Suffice to say, some damage control is perhaps in order.
It doesn't help that Groupon's self-styled megalomania itself also creates problems. On Tuesday Groupon in China came forward on yet another embarrassing group-buying gaffe: As it discovered, it was inadvertently selling counterfeit Tissot brand watches through its site. As a make-good, it is issuing refunds and an additional 400 yen (~$63) in compensation, according to the AFP.
But isn't this really just another instance of Groupon facing the age-old battle of quantity over quality?
Groupon infamously blundered a New Year's dinner deal in Japan last year. What's more, in this instance, Groupon has said it's reporting the watch supplier, Tianjin Jinsan Commercial and Trade Co., to the police for "providing allegedly fraudulent information for claiming to be a sales agent for Tissot."

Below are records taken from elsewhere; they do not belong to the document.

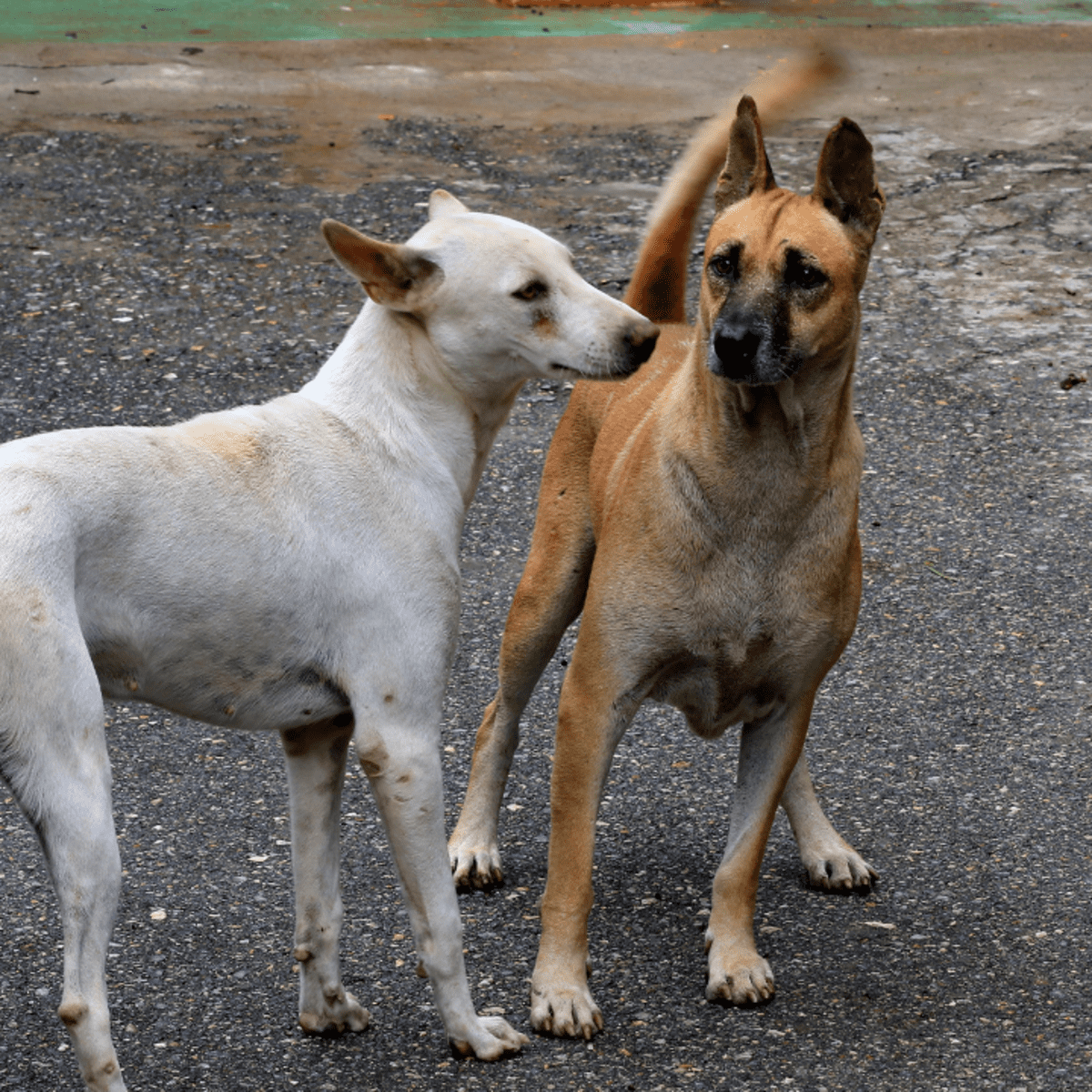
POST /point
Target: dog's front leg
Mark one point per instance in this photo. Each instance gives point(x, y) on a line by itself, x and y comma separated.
point(589, 726)
point(403, 767)
point(768, 752)
point(831, 862)
point(316, 763)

Isn't this the sort of vetting Groupon should be doing before a deal hits their site, anyway? They have people on staff to research, confirm, and weigh the pros/cons of listing each deal. (They're called reviews researchers.)
More damning still is that Groupon in China had hired roughly 3,000 people as of June 10. By August an estimated 400 of those people had been fired due to "poor performance," according to Bloomberg.
Groupon, maybe you should slow your roll.
As of press time, the stock is at $25.30.